Diagnosis and management options in malignant pleural effusions.

作者信息

Dixit Ramakant, Agarwal K C, Gokhroo Archana, Patil Chetan B, Meena Manoj, Shah Narender S, Arora Piyush

机构信息

Department of Respiratory Medicine, J.L.N. Medical College, Ajmer, Rajasthan, India.
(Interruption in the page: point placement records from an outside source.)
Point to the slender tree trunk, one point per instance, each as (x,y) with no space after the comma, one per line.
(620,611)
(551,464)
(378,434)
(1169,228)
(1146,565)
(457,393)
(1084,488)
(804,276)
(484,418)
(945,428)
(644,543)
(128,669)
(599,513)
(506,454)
Department of Internal Medicine, J.L.N. Medical College, Ajmer, Rajasthan, India.

出版信息

Lung India. 2017 Mar-Apr;34(2):160-166. doi: 10.4103/0970-2113.201305.

Abstract

Malignant pleural effusion (MPE) denotes an advanced malignant disease process. Most of the MPE are metastatic involvement of the pleura from primary malignancy at lung, breast, and other body sites apart from lymphomas. The diagnosis of MPE has been traditionally made on cytological examination of pleural fluid and/or histological examination of pleural biopsy tissue that still remains the initial approach in these cases. There has been tremendous advancement in the diagnosis of MPE now a day with techniques i.e. characteristic Ultrasound and computed tomography features, image guided biopsies, fluorodeoxyglucose-positron emission tomography imaging, thoracoscopy with direct biopsy under vision, tumor marker studies and immunocytochemical analysis etc., that have made possible an early diagnosis of MPE. The management of MPE still remains a challenge to pulmonologist and oncologist. Despite having various modalities with better tolerance such as pleurodesis and indwelling pleural catheters etc., for long-term control, all the management approaches remain palliative to improve the quality of life and reduce symptoms. While choosing an appropriate management intervention, one should consider the clinical status of the patient, life expectancy, overall cost, availability and comparative institutional outcomes, etc.

摘要

恶性胸腔积液(MPE)是一种晚期恶性疾病过程。大多数MPE是由肺癌、乳腺癌及淋巴瘤以外的其他身体部位的原发性恶性肿瘤转移累及胸膜所致。传统上,MPE的诊断是通过对胸腔积液进行细胞学检查和/或对胸膜活检组织进行组织学检查,在这些病例中,这仍然是初始方法。如今,随着诸如特征性超声和计算机断层扫描特征、影像引导活检、氟脱氧葡萄糖-正电子发射断层扫描成像、直视下胸腔镜直接活检、肿瘤标志物研究和免疫细胞化学分析等技术的出现,MPE的诊断有了巨大进展,这些技术使得MPE的早期诊断成为可能。MPE的治疗仍然是呼吸科医生和肿瘤科医生面临的挑战。尽管有诸如胸膜固定术和留置胸腔导管等耐受性更好的各种治疗方式用于长期控制,但所有治疗方法仍然是姑息性的,以提高生活质量和减轻症状。在选择合适的治疗干预措施时,应考虑患者的临床状况、预期寿命、总体成本、可及性和机构间比较结果等。